Question

A copper metal cube has each side of length $ \text{1m} $ . The bottom edge of the cube is fixed and tangential force $ \text{4}\text{.2 }\!\!\times\!\!\text{ 1}{{\text{0}}^{\text{8}}}\text{N} $ is applied to a top surface. Calculate the lateral displacement of the top surface if modulus of rigidity of copper is $ \text{14 }\!\!\times\!\!\text{ 1}{{\text{0}}^{10}}\text{N/}{{\text{m}}^{2}} $ .

Answer 1

Hint: Modulus of rigidity is also known as the shear modulus of the body. It is given as the ratio between the shear stress to shear strain on a body.

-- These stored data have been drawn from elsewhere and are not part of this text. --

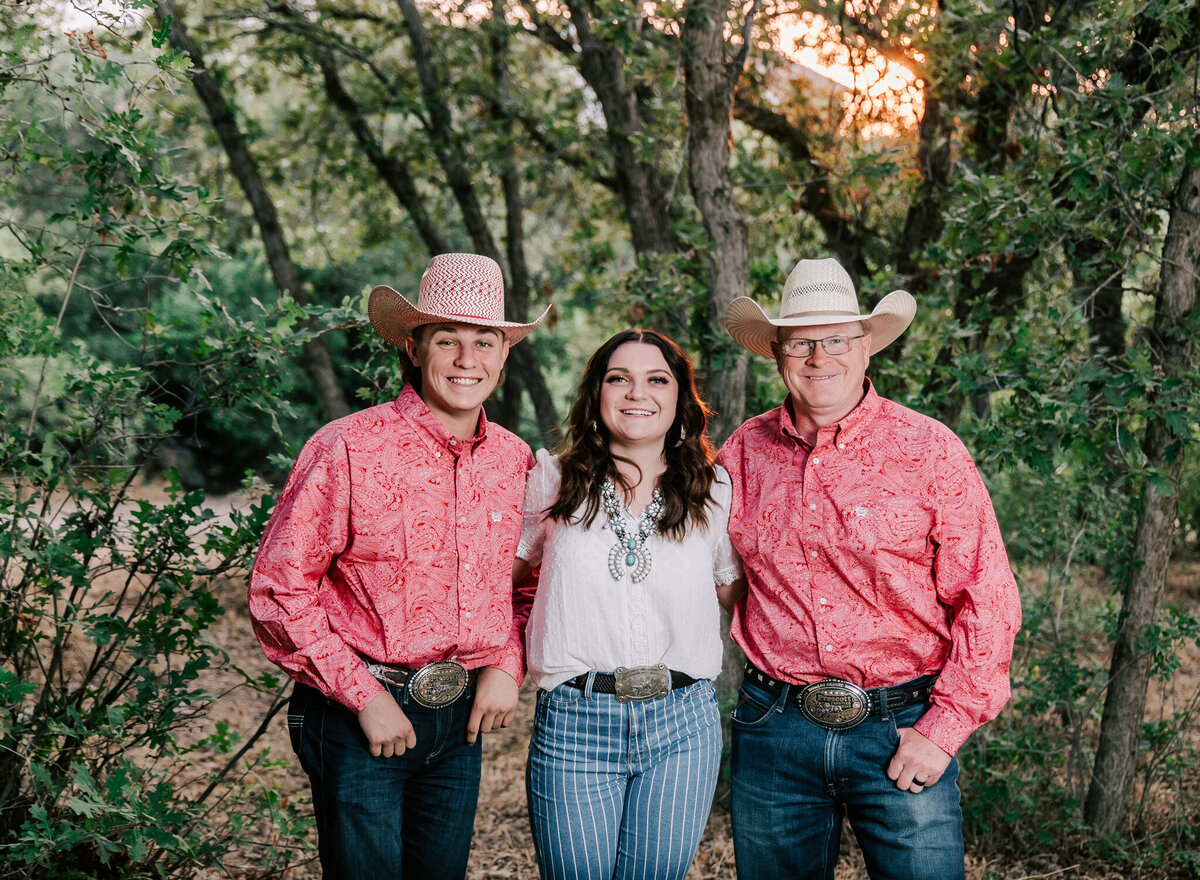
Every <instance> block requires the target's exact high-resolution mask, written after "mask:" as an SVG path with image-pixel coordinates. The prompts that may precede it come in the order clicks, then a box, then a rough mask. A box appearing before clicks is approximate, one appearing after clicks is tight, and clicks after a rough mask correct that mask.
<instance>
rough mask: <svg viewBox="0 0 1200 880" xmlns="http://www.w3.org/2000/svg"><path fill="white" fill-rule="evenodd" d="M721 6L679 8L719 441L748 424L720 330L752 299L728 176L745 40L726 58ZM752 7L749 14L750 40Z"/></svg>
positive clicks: (710, 399) (715, 404) (746, 42)
mask: <svg viewBox="0 0 1200 880" xmlns="http://www.w3.org/2000/svg"><path fill="white" fill-rule="evenodd" d="M727 7H728V4H727V2H726V0H690V2H688V4H686V5H685V7H684V17H685V18H684V23H683V29H682V32H680V36H682V41H683V64H684V98H685V102H686V108H688V179H689V182H690V184H691V193H692V197H694V198H695V199H696V205H697V208H700V214H701V217H702V220H703V223H704V229H706V231H707V232H708V237H709V239H710V240H712V243H713V245H712V250H710V252H709V259H708V268H709V285H708V291H709V293H708V304H707V311H708V343H707V345H706V346H703V361H702V364H701V372H702V373H703V375H704V376H706V383H704V391H706V395H707V397H708V403H709V405H710V406H712V407H713V409H714V411H715V418H714V419H713V424H712V425H710V432H712V435H713V439H714V441H715V442H718V443H720V442H724V441H725V438H726V437H728V436H730V435H731V433H732V432H733V430H734V429H736V427H737V426H738V425H740V424H742V420H743V418H744V417H745V379H746V358H745V352H743V351H742V347H740V346H738V345H737V343H736V342H734V341H733V340H732V339H731V337H730V335H728V333H726V330H725V310H726V309H727V307H728V305H730V303H732V301H733V300H734V299H736V298H738V297H745V295H749V293H750V250H749V244H748V240H746V225H745V218H744V217H743V215H742V208H740V206H739V205H738V198H737V192H736V191H734V188H733V179H732V175H731V173H730V143H731V139H732V132H731V126H732V121H733V94H734V91H736V90H737V85H738V80H739V79H740V78H742V72H743V70H744V67H745V61H746V56H748V47H749V40H744V41H743V46H742V50H740V52H739V53H738V55H737V56H736V58H734V59H733V60H732V61H726V59H725V49H726V46H725V14H726V10H727ZM757 8H758V4H757V0H756V2H755V4H754V6H752V7H751V8H750V11H749V13H748V14H746V20H745V26H744V29H743V32H744V34H748V31H749V29H750V26H751V25H752V23H754V16H755V13H756V12H757Z"/></svg>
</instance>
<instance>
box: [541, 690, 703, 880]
mask: <svg viewBox="0 0 1200 880" xmlns="http://www.w3.org/2000/svg"><path fill="white" fill-rule="evenodd" d="M720 759H721V720H720V714H719V713H718V710H716V694H715V692H714V690H713V683H712V682H710V681H700V682H696V683H695V684H690V686H688V687H684V688H678V689H676V690H672V692H670V693H668V694H667V695H666V696H665V698H662V699H659V700H648V701H646V702H618V701H617V699H616V698H614V696H613V695H612V694H595V693H590V690H581V689H578V688H575V687H571V686H569V684H560V686H559V687H557V688H554V689H553V690H539V692H538V708H536V714H535V718H534V729H533V737H532V738H530V742H529V761H528V764H527V765H526V791H527V795H528V798H529V822H530V825H532V827H533V839H534V848H535V850H536V852H538V864H539V867H540V869H541V876H542V880H613V879H616V880H672V879H673V878H674V879H678V880H682V879H683V878H684V875H685V874H686V873H688V867H689V866H690V864H691V860H692V858H694V857H695V856H696V849H697V848H698V846H700V837H701V834H702V833H703V831H704V825H706V824H707V821H708V812H709V808H710V807H712V803H713V791H714V789H715V788H716V774H718V770H719V766H720Z"/></svg>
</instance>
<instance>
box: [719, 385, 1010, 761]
mask: <svg viewBox="0 0 1200 880" xmlns="http://www.w3.org/2000/svg"><path fill="white" fill-rule="evenodd" d="M865 389H866V395H865V397H864V399H863V401H862V402H860V403H859V405H858V407H856V408H854V409H853V411H852V412H851V413H850V414H848V415H846V418H844V419H842V420H841V421H839V423H838V424H834V425H828V426H826V427H822V429H821V431H820V433H818V436H817V441H816V444H815V445H814V447H809V445H808V444H805V443H804V441H802V439H800V437H799V436H798V433H797V431H796V427H794V425H793V421H792V417H791V412H790V405H785V406H781V407H779V408H778V409H773V411H772V412H769V413H766V414H763V415H760V417H757V418H754V419H750V420H749V421H746V423H745V424H744V425H743V426H742V427H739V429H738V430H737V431H736V432H734V433H733V436H732V437H730V439H728V441H727V442H726V444H725V447H724V448H722V449H721V455H720V462H721V463H722V465H724V466H725V467H726V469H727V471H728V472H730V474H731V475H732V478H733V510H732V514H731V517H730V535H731V537H732V539H733V546H734V549H737V551H738V553H739V555H740V556H742V561H743V563H744V564H745V571H746V577H748V581H749V591H748V593H746V597H745V598H744V599H743V600H742V601H740V603H739V604H738V605H737V607H736V609H734V612H733V625H732V635H733V640H734V641H736V642H737V643H738V645H739V646H740V647H742V649H743V651H745V653H746V658H748V659H749V660H750V662H751V663H754V665H756V666H757V668H758V669H761V670H762V671H763V672H767V674H768V675H770V676H774V677H775V678H779V680H781V681H787V682H792V683H796V684H805V683H809V682H814V681H818V680H821V678H842V680H846V681H851V682H853V683H856V684H859V686H862V687H864V688H877V687H886V686H892V684H899V683H901V682H905V681H907V680H910V678H914V677H917V676H919V675H924V674H926V672H938V671H940V672H941V676H940V677H938V680H937V686H936V687H935V689H934V694H932V706H931V707H930V710H929V712H926V713H925V716H924V717H923V718H922V719H920V720H919V722H918V723H917V725H916V726H917V730H918V731H920V732H922V734H924V735H925V736H926V737H929V738H930V740H932V741H934V742H935V743H937V746H940V747H941V748H942V749H944V750H946V752H948V753H949V754H952V755H953V754H955V753H956V752H958V749H959V747H960V746H961V744H962V743H964V742H965V741H966V738H967V736H970V735H971V732H972V731H973V730H976V729H977V728H979V726H980V725H982V724H984V723H985V722H988V720H991V719H992V718H995V717H996V714H997V713H998V712H1000V710H1001V707H1002V706H1003V705H1004V702H1006V701H1007V700H1008V696H1009V683H1008V666H1009V662H1010V660H1012V654H1013V640H1014V637H1015V635H1016V630H1018V628H1019V625H1020V619H1021V605H1020V597H1019V595H1018V592H1016V583H1015V581H1014V579H1013V573H1012V570H1010V569H1009V565H1008V556H1007V555H1006V552H1004V545H1003V541H1002V540H1001V535H1000V527H998V526H997V523H996V516H995V513H994V511H992V508H991V499H990V498H989V496H988V490H986V489H985V487H984V485H983V480H982V479H980V478H979V473H978V471H977V469H976V467H974V462H973V461H972V460H971V456H970V454H968V453H967V450H966V448H965V447H964V445H962V443H961V441H959V438H958V437H955V436H954V433H953V432H952V431H950V430H949V429H948V427H946V426H944V425H942V424H941V423H938V421H935V420H934V419H930V418H928V417H925V415H922V414H919V413H916V412H913V411H912V409H907V408H905V407H902V406H900V405H899V403H894V402H893V401H889V400H884V399H883V397H880V396H878V395H877V394H876V393H875V389H874V387H872V385H871V383H870V381H868V382H866V383H865Z"/></svg>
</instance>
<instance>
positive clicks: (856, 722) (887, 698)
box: [745, 663, 937, 730]
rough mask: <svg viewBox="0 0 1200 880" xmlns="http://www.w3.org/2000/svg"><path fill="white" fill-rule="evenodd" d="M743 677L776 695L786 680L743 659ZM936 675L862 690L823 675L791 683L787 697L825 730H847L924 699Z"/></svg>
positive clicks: (859, 687) (913, 678)
mask: <svg viewBox="0 0 1200 880" xmlns="http://www.w3.org/2000/svg"><path fill="white" fill-rule="evenodd" d="M745 676H746V681H751V682H754V683H755V684H758V686H760V687H761V688H763V689H764V690H768V692H770V693H773V694H775V695H779V693H780V692H782V689H784V684H785V683H786V682H781V681H779V680H778V678H772V677H770V676H769V675H767V674H766V672H763V671H762V670H760V669H758V668H757V666H755V665H754V664H751V663H746V668H745ZM936 682H937V676H936V675H923V676H919V677H917V678H913V680H912V681H908V682H904V683H902V684H894V686H893V687H890V688H871V689H870V690H865V689H863V688H860V687H858V686H857V684H852V683H851V682H844V681H841V680H839V678H826V680H823V681H820V682H812V683H811V684H792V686H791V690H790V692H788V694H787V699H788V700H790V701H792V702H794V704H796V706H797V707H798V708H799V710H800V712H802V713H803V714H804V717H805V718H808V719H809V720H810V722H812V723H814V724H818V725H821V726H822V728H824V729H826V730H848V729H850V728H853V726H854V725H857V724H859V723H860V722H862V720H863V719H865V718H866V717H868V716H872V714H877V716H881V717H882V716H883V710H882V707H884V706H886V707H887V712H888V714H890V713H893V712H896V711H899V710H902V708H906V707H907V706H914V705H916V704H918V702H925V701H926V700H928V699H929V695H930V694H931V693H932V692H934V684H935V683H936Z"/></svg>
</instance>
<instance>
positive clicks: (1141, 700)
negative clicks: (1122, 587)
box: [1084, 139, 1200, 834]
mask: <svg viewBox="0 0 1200 880" xmlns="http://www.w3.org/2000/svg"><path fill="white" fill-rule="evenodd" d="M1198 148H1200V139H1198V140H1196V142H1195V144H1194V149H1198ZM1196 267H1200V164H1193V166H1190V167H1188V168H1186V169H1184V172H1183V174H1182V175H1181V178H1180V182H1178V185H1177V186H1176V188H1175V193H1174V194H1172V197H1171V218H1170V223H1169V225H1168V229H1166V240H1165V243H1164V245H1163V268H1162V274H1160V277H1159V285H1158V299H1157V303H1156V306H1154V345H1152V346H1151V351H1152V352H1154V353H1156V354H1157V358H1158V364H1159V366H1162V369H1163V370H1164V372H1166V373H1168V375H1175V373H1182V372H1186V371H1188V370H1192V369H1193V367H1194V363H1193V361H1194V357H1193V349H1192V343H1190V341H1189V339H1188V336H1189V334H1188V333H1186V331H1183V333H1181V330H1187V319H1188V316H1189V313H1190V312H1192V310H1193V309H1194V307H1195V305H1196V287H1198V286H1200V280H1198V274H1196ZM1193 329H1194V328H1193ZM1156 402H1160V403H1162V407H1166V406H1169V401H1165V400H1164V401H1156ZM1162 407H1160V408H1157V409H1151V417H1150V423H1148V424H1147V425H1146V438H1145V442H1144V444H1142V445H1144V449H1145V451H1146V467H1147V469H1152V471H1153V472H1157V474H1158V477H1159V479H1146V483H1145V489H1144V491H1142V499H1141V501H1142V507H1141V513H1140V514H1139V517H1138V531H1136V538H1135V541H1136V543H1135V545H1134V553H1133V557H1134V559H1136V561H1138V562H1140V563H1141V564H1140V565H1139V567H1138V568H1136V569H1135V570H1134V573H1133V577H1132V580H1130V582H1129V586H1128V588H1127V589H1126V595H1124V601H1123V604H1122V606H1121V623H1120V625H1118V628H1117V637H1116V642H1115V643H1114V646H1112V664H1111V666H1110V672H1109V689H1108V694H1106V695H1105V699H1104V716H1103V718H1102V723H1100V741H1099V746H1098V747H1097V750H1096V764H1094V765H1093V767H1092V782H1091V785H1090V786H1088V791H1087V801H1086V802H1085V804H1084V820H1085V821H1086V822H1088V824H1090V825H1091V826H1092V827H1094V828H1096V830H1097V831H1098V832H1100V833H1103V834H1110V833H1114V832H1117V831H1120V830H1121V827H1122V826H1123V825H1124V819H1126V813H1127V810H1128V806H1129V792H1130V789H1132V786H1133V777H1134V771H1135V768H1136V764H1138V746H1139V742H1140V740H1141V726H1142V720H1144V714H1145V711H1146V690H1147V688H1148V686H1150V674H1151V658H1150V653H1148V651H1147V649H1146V647H1145V645H1142V639H1145V637H1146V635H1147V633H1148V630H1150V628H1151V627H1152V625H1153V624H1154V622H1156V621H1157V619H1158V610H1159V605H1160V604H1162V599H1163V588H1164V586H1165V583H1166V567H1168V562H1169V561H1170V555H1171V541H1172V538H1174V534H1175V517H1176V511H1177V508H1178V499H1180V489H1178V480H1180V474H1181V472H1182V469H1183V445H1184V442H1186V439H1187V438H1186V437H1180V436H1177V435H1176V433H1175V432H1174V431H1172V430H1171V427H1170V426H1169V424H1168V421H1166V419H1165V418H1164V417H1163V413H1162Z"/></svg>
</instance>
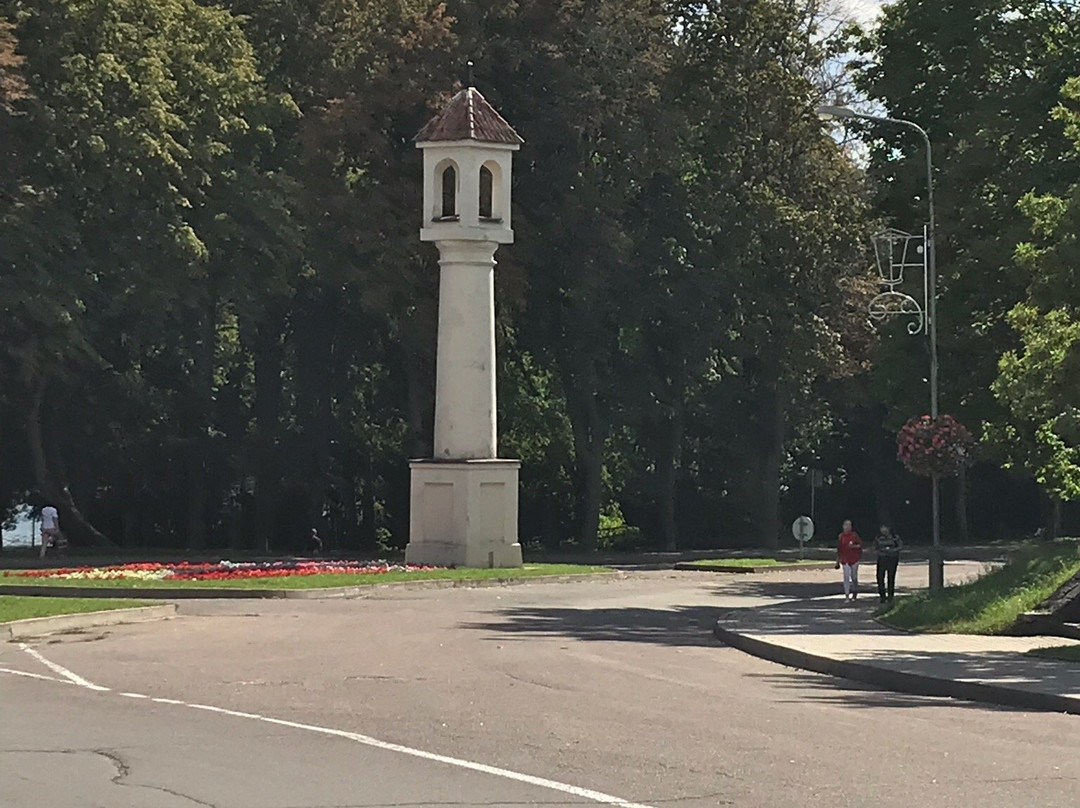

In this case, the students can directly use the formula for modulus of rigidity so as to find the tangential force acting on the cube.

Complete step-by-step answer:
We are given a copper metal cube whose side is given as 1m. We need to calculate the lateral displacement when a tangential force is applied on the top surface of the cube while its base is kept fixed.
Let us have a look at the formula for the modulus of rigidity or the shear modulus of a body.
If, $ \text{ }\!\!\eta\!\!\text{ } $ is the shear modulus of the body, $ \text{ }\!\!\lambda\!\!\text{ } $ is the lateral displacement, then we can write the formula as,
 $ \eta =\dfrac{F}{A\lambda } $
where, $ \text{F} $ is the force applied on the body and $ \text{A} $ is the area of the body.
Now, let us substitute the values given in the question in the above equation to obtain the value of the lateral displacement.
As the given body is a cube, so its area will be the cube of the length of its sides.
 $ \begin{align}
  & 14\times {{10}^{10}}=\dfrac{4.2\times {{10}^{8}}}{{{(1)}^{3}}\lambda } \\
 & \Rightarrow \lambda =0.003m \\
\end{align} $
Therefore from the above calculations, we can conclude that in case of the given question, the lateral displacement of the body is $ 0.003\text{m} $ .

Note: The students must be careful with the units of the parameters used in the formula. In order to correctly define a parameter, the unit is a very important element, and as such proper units should be used every time while solving a problem.